Count Dante, Mastermind or Mad Man?
by: Tracy Warrener
The Martial Arts have always been a platform which attracts so many different personalities. Some regular, everyday people and then there are others who stand out from the masses and are quite different… Count Dante from Chicago was one such person.
He was born John Keehan and was raised in a well off family from Chicago. During his high school years, John studied boxing and then later joined the Marines and Army where he learned martial arts. After studying with various instructors, he earned his black belt and went on to teach others. Keehan
really didn’t like the formal, traditional side of the martial arts and felt that it wasn’t realistic in a street self defence situation. So he created his own style of martial art and called it the Dan-te System. He was known to be a very colorful and an eccentric person and one who liked to brag and talk about his past fighting conquests. One such story he spoke of involved him allegedly participating in death matches in Thailand and China. In 1967, he
legally changed his name to Count Dante.
Count Dante was key in implementing Full Contact Tournaments in the United States. He was the director of United States Karate Association as well as in 1964 the founder of World Karate Federation.

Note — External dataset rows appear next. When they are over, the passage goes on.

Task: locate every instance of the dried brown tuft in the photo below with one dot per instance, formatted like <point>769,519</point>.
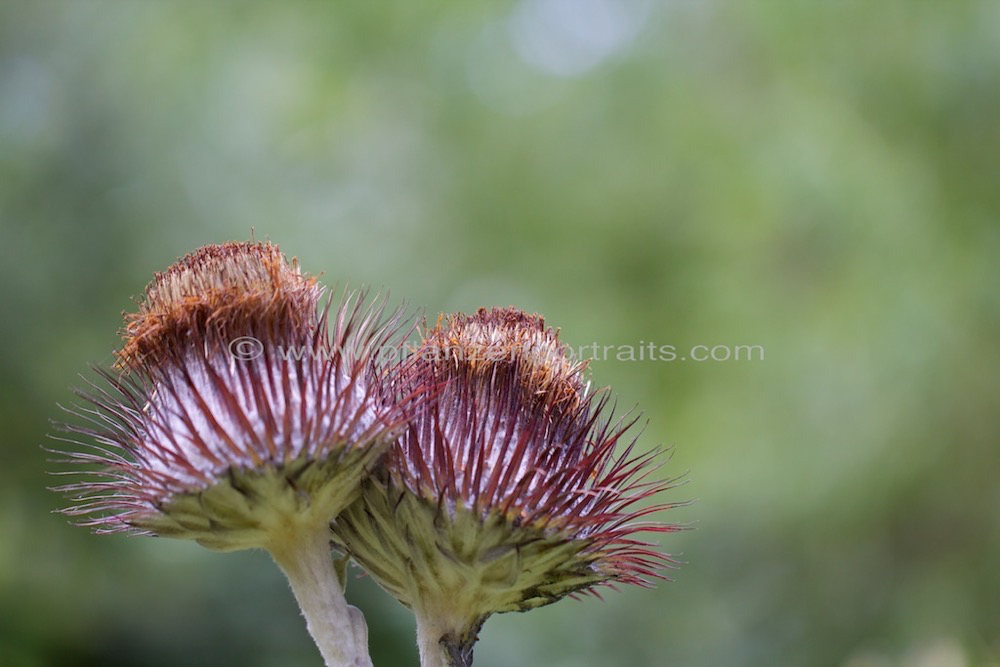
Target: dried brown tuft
<point>224,286</point>
<point>507,338</point>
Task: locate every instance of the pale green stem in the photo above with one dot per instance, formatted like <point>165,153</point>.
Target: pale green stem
<point>338,629</point>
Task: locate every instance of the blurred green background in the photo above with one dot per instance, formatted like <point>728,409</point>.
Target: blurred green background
<point>819,178</point>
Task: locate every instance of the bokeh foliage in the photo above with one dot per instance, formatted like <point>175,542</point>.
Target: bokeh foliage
<point>819,178</point>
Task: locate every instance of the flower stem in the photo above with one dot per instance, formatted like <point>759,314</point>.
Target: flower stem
<point>338,629</point>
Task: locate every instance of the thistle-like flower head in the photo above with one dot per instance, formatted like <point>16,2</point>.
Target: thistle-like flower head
<point>236,412</point>
<point>508,490</point>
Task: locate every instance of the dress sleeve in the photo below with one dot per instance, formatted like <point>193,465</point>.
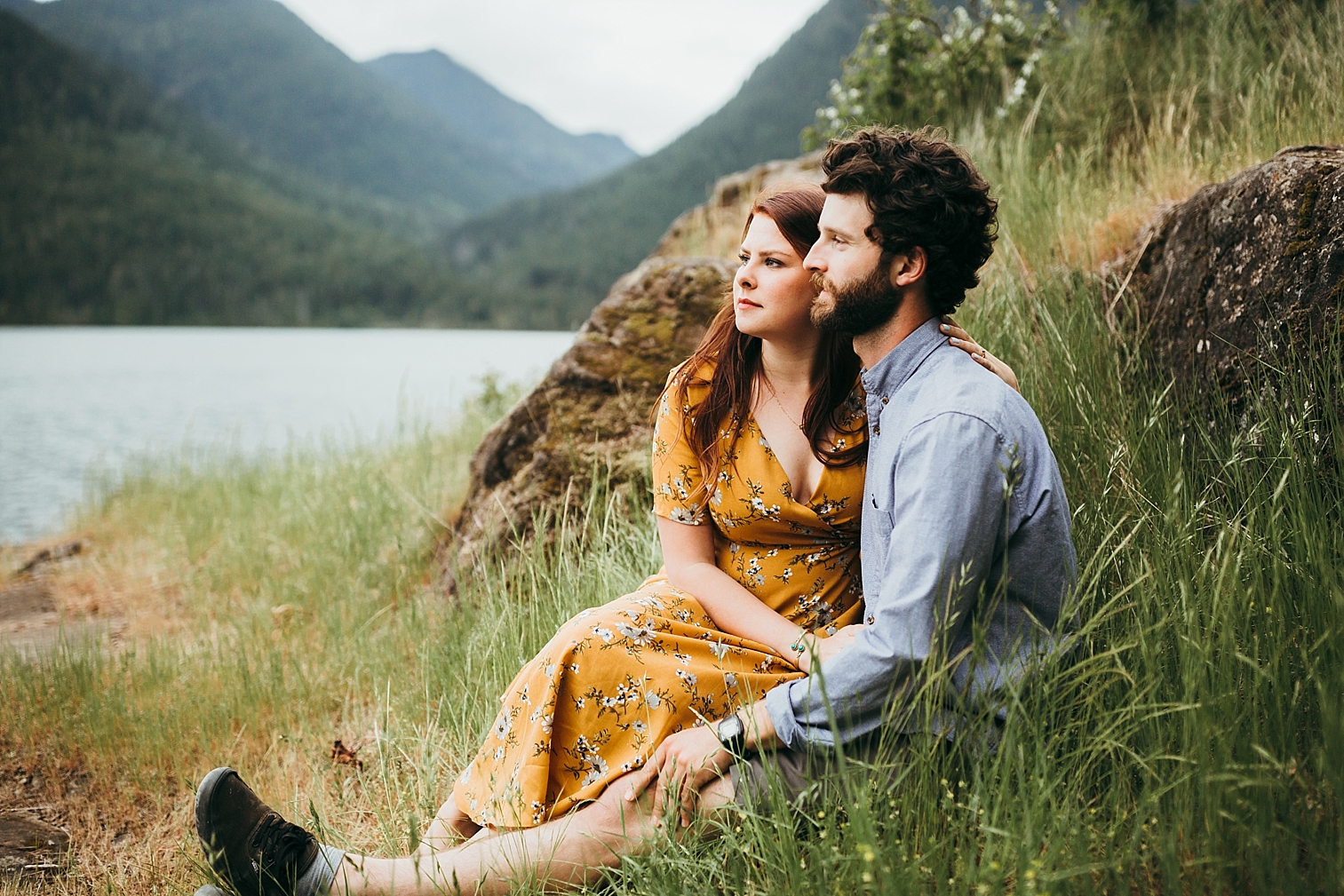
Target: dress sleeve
<point>676,471</point>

He became well known for taking out ads at the back of Comic books advertising himself as the Deadliest Man Alive and promoted his instructional book ‘Dance of Death’ and also promoting himself as an expert instructor of the famous ‘Dimak technique’. Aside from his world of martial arts, Dante was a hairdresser, and was known also for his criminal activity and affiliations.
Controversy and his eccentric nature was something that he became famous for. He was arrested and charged with attempted arson of a rival dojo, his ‘Black Dragon Fighting Society’ made headlines when he and some of his students went to another rival dojo and attacked the students which ended in the death of his friend.
There have been other crimes linked to him as well as his association with known criminals.
Count Dante was definitely one of the more evocative characters of the Martial Arts world during the 60’s and early ’70’s. It was almost as Hollywood itself wrote his fascinating story and he was the character developed for a cheesy kung fu movie. He was known as a skilled fighter and a good teacher in what he believed in. Dante died in 1975 at the age of 36yrs old from a a bleeding ulcer. For someone to be such a major influence on modern martial arts culture, develop a large following of students, and to be a fundamental role in the organizing of such full contact tournaments it takes someone who is both intelligent and charismatic. When you couple that with some of his more darker characteristics and affiliations, one may come to the conclusion that he was both a mastermind and a mad man. How ever you choose to view him, one thing is for sure he was truly a very unique individual.